Some of the most well-known drugs in history have emerged through repurposing, from Bayer’s aspirin, which was originally sold as a painkiller and fever reducer then later as a cardiovascular medication, to Pfizer’s Viagra.
Now, the FDA is aiming to replicate those successes by taking a closer look at how therapies already on the market may be repurposed for potential new uses, especially in areas where patients face limited treatment options.
"This is where the opportunity for industry impact becomes extremely exciting," said Raj Indupuri, CEO and co-founder of eClinical Solutions.
Earlier this month, the regulator announced that it’s seeking input from industry stakeholders on how it can tap into pharma’s potential goldmine of existing drugs. Specifically, the FDA wants help finding candidates that might already meet the evidence standards for new uses without additional trials, and those supported by early clinical or preclinical efficacy results that might “warrant further study.”
This is good news for most pharma companies that already have enormous volumes of underutilized data from across the clinical trial spectrum — a single phase 3 trial alone can pump out upward of 6 million data points. But analyzing these vast datasets, which are often collected and stored in a patchwork of systems and databases, has also become increasingly complex, Indupuri said.

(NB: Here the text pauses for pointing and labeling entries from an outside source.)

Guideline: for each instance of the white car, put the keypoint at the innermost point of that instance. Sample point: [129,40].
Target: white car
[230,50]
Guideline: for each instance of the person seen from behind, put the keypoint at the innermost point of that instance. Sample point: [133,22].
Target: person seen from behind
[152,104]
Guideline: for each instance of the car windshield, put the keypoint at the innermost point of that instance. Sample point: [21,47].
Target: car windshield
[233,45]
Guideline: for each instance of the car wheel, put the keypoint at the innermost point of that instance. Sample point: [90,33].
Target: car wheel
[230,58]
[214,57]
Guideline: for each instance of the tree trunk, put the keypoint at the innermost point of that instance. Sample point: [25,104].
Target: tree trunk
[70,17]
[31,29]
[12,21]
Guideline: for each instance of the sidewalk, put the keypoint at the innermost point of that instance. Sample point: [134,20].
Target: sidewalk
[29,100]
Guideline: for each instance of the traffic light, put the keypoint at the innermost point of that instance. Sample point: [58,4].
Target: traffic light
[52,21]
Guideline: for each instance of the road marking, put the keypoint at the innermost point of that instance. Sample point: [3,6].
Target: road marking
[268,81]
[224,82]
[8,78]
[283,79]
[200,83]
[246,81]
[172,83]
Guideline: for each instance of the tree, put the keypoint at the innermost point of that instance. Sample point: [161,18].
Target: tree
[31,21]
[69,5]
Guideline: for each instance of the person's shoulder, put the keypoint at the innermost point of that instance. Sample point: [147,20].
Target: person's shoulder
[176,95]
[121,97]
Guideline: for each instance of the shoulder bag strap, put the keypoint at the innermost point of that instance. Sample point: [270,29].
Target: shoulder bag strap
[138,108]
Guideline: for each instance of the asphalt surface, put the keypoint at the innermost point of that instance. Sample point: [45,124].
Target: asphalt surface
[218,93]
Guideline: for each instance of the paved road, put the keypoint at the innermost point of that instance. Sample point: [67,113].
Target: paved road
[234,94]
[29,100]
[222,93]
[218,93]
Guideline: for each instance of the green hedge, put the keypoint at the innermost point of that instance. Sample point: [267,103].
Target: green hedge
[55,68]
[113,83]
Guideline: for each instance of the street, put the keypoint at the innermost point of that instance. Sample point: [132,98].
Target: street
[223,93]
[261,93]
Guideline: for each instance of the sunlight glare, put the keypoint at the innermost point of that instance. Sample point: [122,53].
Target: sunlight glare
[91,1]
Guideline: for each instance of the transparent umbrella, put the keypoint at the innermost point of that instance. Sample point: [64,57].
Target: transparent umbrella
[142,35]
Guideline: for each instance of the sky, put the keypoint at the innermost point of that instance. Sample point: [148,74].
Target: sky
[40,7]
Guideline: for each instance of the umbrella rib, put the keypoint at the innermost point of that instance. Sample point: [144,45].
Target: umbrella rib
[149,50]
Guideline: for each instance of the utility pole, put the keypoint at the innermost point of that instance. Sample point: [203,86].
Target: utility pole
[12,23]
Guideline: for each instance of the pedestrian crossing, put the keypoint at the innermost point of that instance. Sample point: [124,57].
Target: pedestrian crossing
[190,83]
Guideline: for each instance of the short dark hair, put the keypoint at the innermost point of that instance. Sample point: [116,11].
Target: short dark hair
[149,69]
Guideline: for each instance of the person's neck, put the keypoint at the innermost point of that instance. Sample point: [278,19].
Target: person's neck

“Many companies have years of data that have never been analyzed with today’s AI and machine learning capabilities."

Raj Indupuri
CEO, co-founder, eClinical Solutions
Trial information is often spread across electronic data capture systems, laboratory platforms, safety databases and real-world evidence sources, and is sometimes managed by vendors or contract research organizations.
This is where AI-driven tools can come into play.
"AI and machine learning can help organizations identify relationships and signals across datasets that may not be apparent through traditional analysis," Indupuri said.
For example, AI can help uncover patient subpopulations that responded differently than expected. AI-powered technology can also find biomarker correlations, longitudinal treatment patterns or new hypotheses based on real-world outcomes, he explained.
"This is a very important signal for drugmakers, reflecting a broader shift across the industry to reduce cycle times, lower development risk and bring therapies to patients faster," Indupuri said.
What drugmakers should know
The FDA's push for drug repurposing is part of a wider mission to update drug labels when backed by available scientific evidence, and sends a strong message that the pharma industry can become more agile. It also reflects a broader evolution happening across the regulatory and clinical development space, Indupuri pointed out.
"Regulators are increasingly encouraging more continuous, data-driven approaches to development," he said. "This is a moment for the industry to think about not just deploying AI tools but also modernizing the underlying data and operational foundation that allows AI to generate value from existing assets."
For companies looking to get ahead of the FDA's repurposing efforts, Indupuri recommended four main factors to prioritize — data readiness, AI governance, operational alignment and underutilized assets.
"Many companies have years of data that have never been analyzed with today’s AI and machine learning capabilities," he said.
For large companies with older drugs in their portfolios, there could be "enormous, untapped value" hidden in existing clinical and real-world data, according to Indupuri.
"Many approved compounds already have established safety profiles, manufacturing processes and long-term evidence," he added. "The FDA’s interest in drug repurposing creates an opportunity to revisit assets with a modern data infrastructure, agentic AI, integrated analytics and digital twin strategies."
The agency is seeking guidance from clinicians, researchers, patients and other stakeholders, including drugmakers, on how to identify drugs for repurposing until June 11.